Admissible aux examens de l'Ecole polytechnique à dix-sept ans,
il obtint de son père, non sans peine, de retourner en pleine campagne
se replonger dans ses rêves, et reprendre en pleine fantaisie ses
libres études d'histoire et de philosophie,
puis de renoncer définivement à I'Ecole polytechnique.
Il étudiait le droit à Paris quand le livre de Herder, Idée sur la philosophie de l'histoire de l'humanité, acheva de le pousser vers cet ordre d'études. Sa traduction de Herder (en 3 volumes) parut en 1825, précédée d'une Introduction qui valut à ce penseur de vingt-deux ans les éloges de Goethe, l'attention de Chateaubriand, et ce mot de Victor Cousin à qui il avait timidement offert son livre : « Mais, c'est le début d'un grand écrivain ». Ce fut chez Cousin qu'il rencontra Michelet, et de là datent ces cinquante ans d'amitié qui devaient unir ces deux grandes intelligences. Un séjour de plusieurs mois en Allemagne acheva de le familiariser avec la science historique allemande, particulièrement avec l'histoire des religions et la philosophie de l'histoire. Désigné par l'Institut pour
faire partie de l'expédition scientifique de Morée (1828),
il en rapporta les éléments de son ouvrage, De la Grèce
moderne et de ses rapports avec l'antiquité (1830). Les années
qui suivent sont remplies par deux séries parallèles de travaux,
les uns d'histoire littéraire portant principalement sur les premiers
mouvements de la littérature
française au Moyen âge, les autres de politique
et de philosophie de l'histoire (brochures
: l'Allemagne et la Révolution où il prévoit,
1831, le danger d'une hégémonie prussienne; Système
politique de l'Allemagne, Avertissement, à la monarchie de 1830,
et nombreux articles de la Revue des Deux Mondes, dont un, très
remarquable, de l'Avenir des religions, juin 1831).
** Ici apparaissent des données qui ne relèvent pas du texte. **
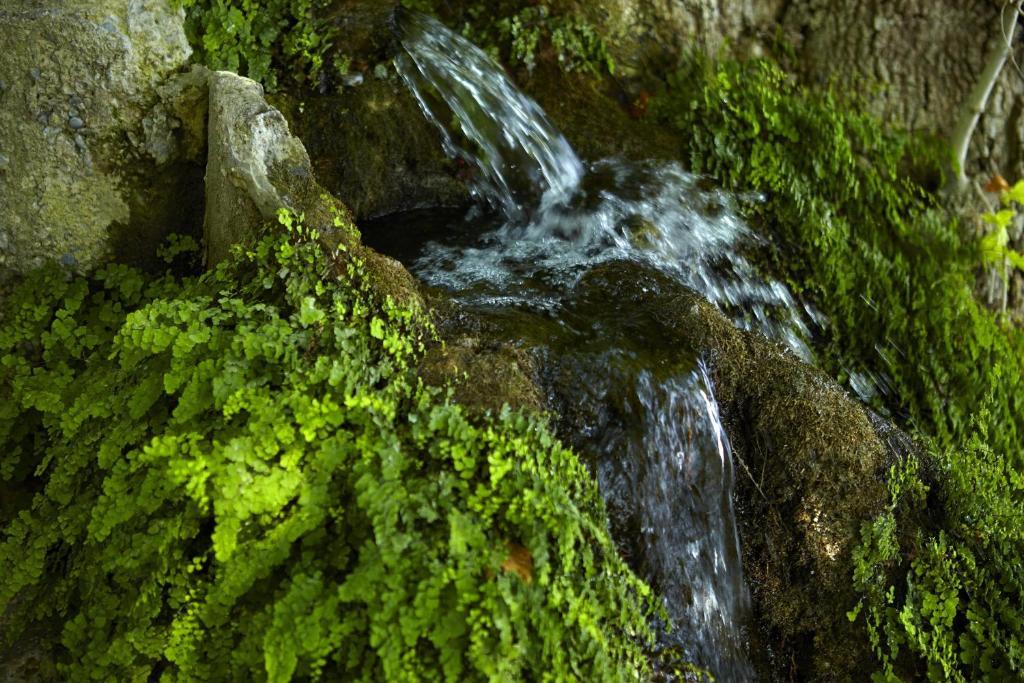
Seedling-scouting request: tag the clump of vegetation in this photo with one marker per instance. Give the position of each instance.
(868, 244)
(942, 597)
(240, 476)
(519, 35)
(893, 272)
(264, 40)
Edgar Quinet (1803-1875). Après un voyage en Italie, il écrivit le poème allégorique ou « mystère » en prose, Ahasvérus (1833), sorte d'épopée mystique de l'humanité en travail « comme si elle allait enfanter un Dieu » , poème « confus, dit Faguet, où se trouvent en de magnifiques pages, des souvenirs de Ballanche combinés avec des réminiscences de Faust ». Dès cette époque il est entré en relations suivies avec tout le cénacle des écrivains et des libéraux, fréquente la brillante société de l'Abbaye-aux-Bois, Mme Récamier, Chateaubriand, Lamennais, Armand Carrel, Sainte-Beuve, Corcelles, Ary Scheffer. Son mariage projeté depuis très longtemps, mais entravé par la teutomanie et la gallomanie avec une jeune Allemande, Mlle Mina Moré (1834), lui fait faire un nouveau et long séjour en Allemagne. Il revint à Paris pour faire paraître son poème Napoléon (1836), ses Voyages d'un solitaire (1836) et toute une série d'études d'où sortent son Histoire de la poésie épique, et enfin un autre poème, Prométhée (1838), dont il fait, dit-il lui-même à Michelet, « un Christ avant le Christ ». Quinet était donc déjà
un écrivain connu, il venait de publier son Examen de la vie
de Jésus de D. F. Strauss (1838),
accueilli avec faveur des deux côtés du Rhin,
quand il se décida à entrer dans l'enseignement public en
France. Il fut nommé par Salvandy
professeur de littérature étrangère à la Faculté
des lettres de Lyon, avant même d'avoir pris ses grades universitaires.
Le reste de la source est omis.